⚓ Liquidity Transmission Framework
Liquidity Isn’t Gone. It Just Stopped Absorbing Risk.
Mapping the Transmission from Treasury Markets to Crypto Collateral
⸻
As Lighthouse rolls out its Advisory Offerings, we’re publishing the backbone of our liquidity architecture — a model that tracks how stress flows through the system, from Federal Reserve plumbing to crypto collateral capacity.
This is not a funding crisis.
It’s a transmission regime.
For over a year, markets were cushioned by a passive shock absorber:
Ample reserves
A $2.5T Reverse Repo Facility (RRP)
Stable dealer balance sheets
That cushion is gone.
As of November 6th, the RRP balance sits at just $10.75B — placing the system in a Critical State, with no meaningful capacity left to absorb risk.
Liquidity still exists.
But it’s no longer passive, no longer cheap, and no longer absorbing risk.
It’s transmitting it.
⸻
🔄 Liquidity Transmission Flow
Stress is now propagating through the system instead of being neutralized by it.
1. RRP Depletion → Reserve Drainage
Sub-$50B RRP confirms no remaining liquidity buffer.
2. SRF Usage Surge → Collateral Stress
$50.35B in SRF usage (Oct 31) marks acute dealer constraint.
3.Stablecoin Treasury Flows Stall → Plumbing Saturation
Collateral loop stalls, breaking the cash–collateral feedback circuit.
4.Perp Basis Collapse → Crypto Leverage Transmission
October’s $19.16B liquidation cascade was 93% larger than 2021’s QE-era equivalents, despite 9% lower leverage.
Result:
Crypto’s stress is mechanical, not narrative.
When upstream liquidity absorption fails, digital-asset markets are the first to fracture.
⸻
📊 The Dashboard: System Liquidity in Motion
Summarizes the aggregate liquidity picture — connecting RRP depletion, T-bill arbitrage normalization, and financial-stress propagation.
This visual set shows:
RRP decline mapping one-for-one with the Liquidity Composite
• T-bill vs RRP rate convergence signaling arbitrage exhaustion
• FSI components diverging as safe-asset preference re-emerges
Together, they confirm a systemic pivot: liquidity hasn’t vanished — it has changed function.
⸻
⚙️ Leverage Capacity Matrix
Liquidity quantity ≠ Liquidity capacity.
Defines how system state translates into usable leverage — and what that means for positioning.
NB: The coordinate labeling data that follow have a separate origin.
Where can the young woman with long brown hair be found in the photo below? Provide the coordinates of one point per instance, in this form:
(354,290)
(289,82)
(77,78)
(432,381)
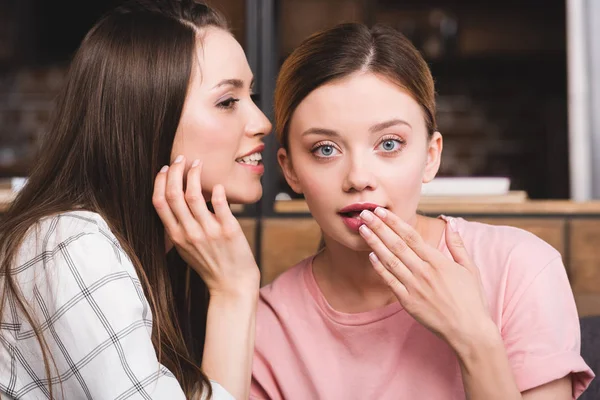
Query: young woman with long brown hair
(399,305)
(117,280)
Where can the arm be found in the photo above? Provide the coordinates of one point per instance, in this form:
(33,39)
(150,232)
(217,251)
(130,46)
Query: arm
(229,341)
(96,321)
(214,245)
(447,297)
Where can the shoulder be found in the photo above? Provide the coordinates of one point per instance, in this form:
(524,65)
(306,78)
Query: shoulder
(288,295)
(505,244)
(290,283)
(60,230)
(68,248)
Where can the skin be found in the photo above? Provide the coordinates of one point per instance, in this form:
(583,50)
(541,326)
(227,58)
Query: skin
(219,124)
(364,139)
At $10.75B, we’re deep inside Crisis Mode.
Leverage is now constrained by plumbing, not policy.
⸻
🧠 Validation Check
October’s market behavior confirmed the model’s predictive logic:
The Treasury/RRP arbitrage window collapsed → 15–20 days later,
$19.16B crypto liquidation cascade followed.
Despite a smaller aggregate leverage base, the deleveraging was nearly twice the amplitude of the 2021 QE analog. The model called it. The market validated it.
⸻
🧭 What’s Next?
This is not 2008. The pipes aren’t dry — they’re full.
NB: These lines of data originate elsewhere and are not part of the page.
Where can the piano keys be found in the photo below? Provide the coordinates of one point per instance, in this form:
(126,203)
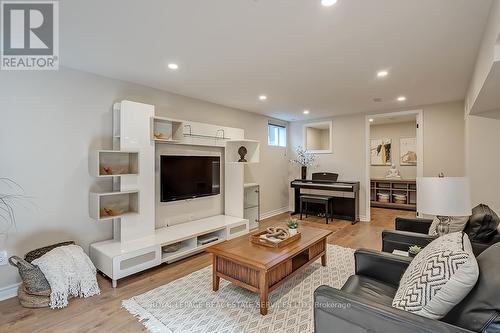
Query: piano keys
(345,193)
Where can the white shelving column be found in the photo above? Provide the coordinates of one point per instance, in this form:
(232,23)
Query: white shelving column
(234,183)
(131,122)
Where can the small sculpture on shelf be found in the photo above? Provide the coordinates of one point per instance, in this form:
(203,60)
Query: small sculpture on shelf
(393,173)
(242,151)
(160,136)
(107,211)
(107,171)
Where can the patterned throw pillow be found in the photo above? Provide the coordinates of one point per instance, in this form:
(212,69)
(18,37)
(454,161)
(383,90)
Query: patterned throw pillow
(457,224)
(439,277)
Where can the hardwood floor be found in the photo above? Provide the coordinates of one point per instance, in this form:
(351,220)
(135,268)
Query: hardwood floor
(103,313)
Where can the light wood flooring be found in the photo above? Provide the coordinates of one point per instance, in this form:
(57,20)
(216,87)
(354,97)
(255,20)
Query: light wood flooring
(103,313)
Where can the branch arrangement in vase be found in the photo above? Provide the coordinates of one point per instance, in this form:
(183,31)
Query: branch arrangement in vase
(10,194)
(304,158)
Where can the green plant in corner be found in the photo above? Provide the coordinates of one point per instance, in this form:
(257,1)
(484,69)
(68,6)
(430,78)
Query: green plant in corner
(414,250)
(293,224)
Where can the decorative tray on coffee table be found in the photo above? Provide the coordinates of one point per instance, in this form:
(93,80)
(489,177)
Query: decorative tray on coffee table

Liquidity remains in the system, but it has lost its absorptive capacity.
The Fed is no longer absorbing risk.
That risk now flows downstream. As the cushion dissolves, the system doesn’t fail — it transmits. Liquidity remains, but its leverage capacity is gone.
And in markets like crypto, where leverage is the market, that structural shift creates mechanical stress events.
⸻
This framework will evolve, just as liquidity itself does. We update our models and our minds.
That’s all for now from The Watch. We’ll be sure to leave the light on.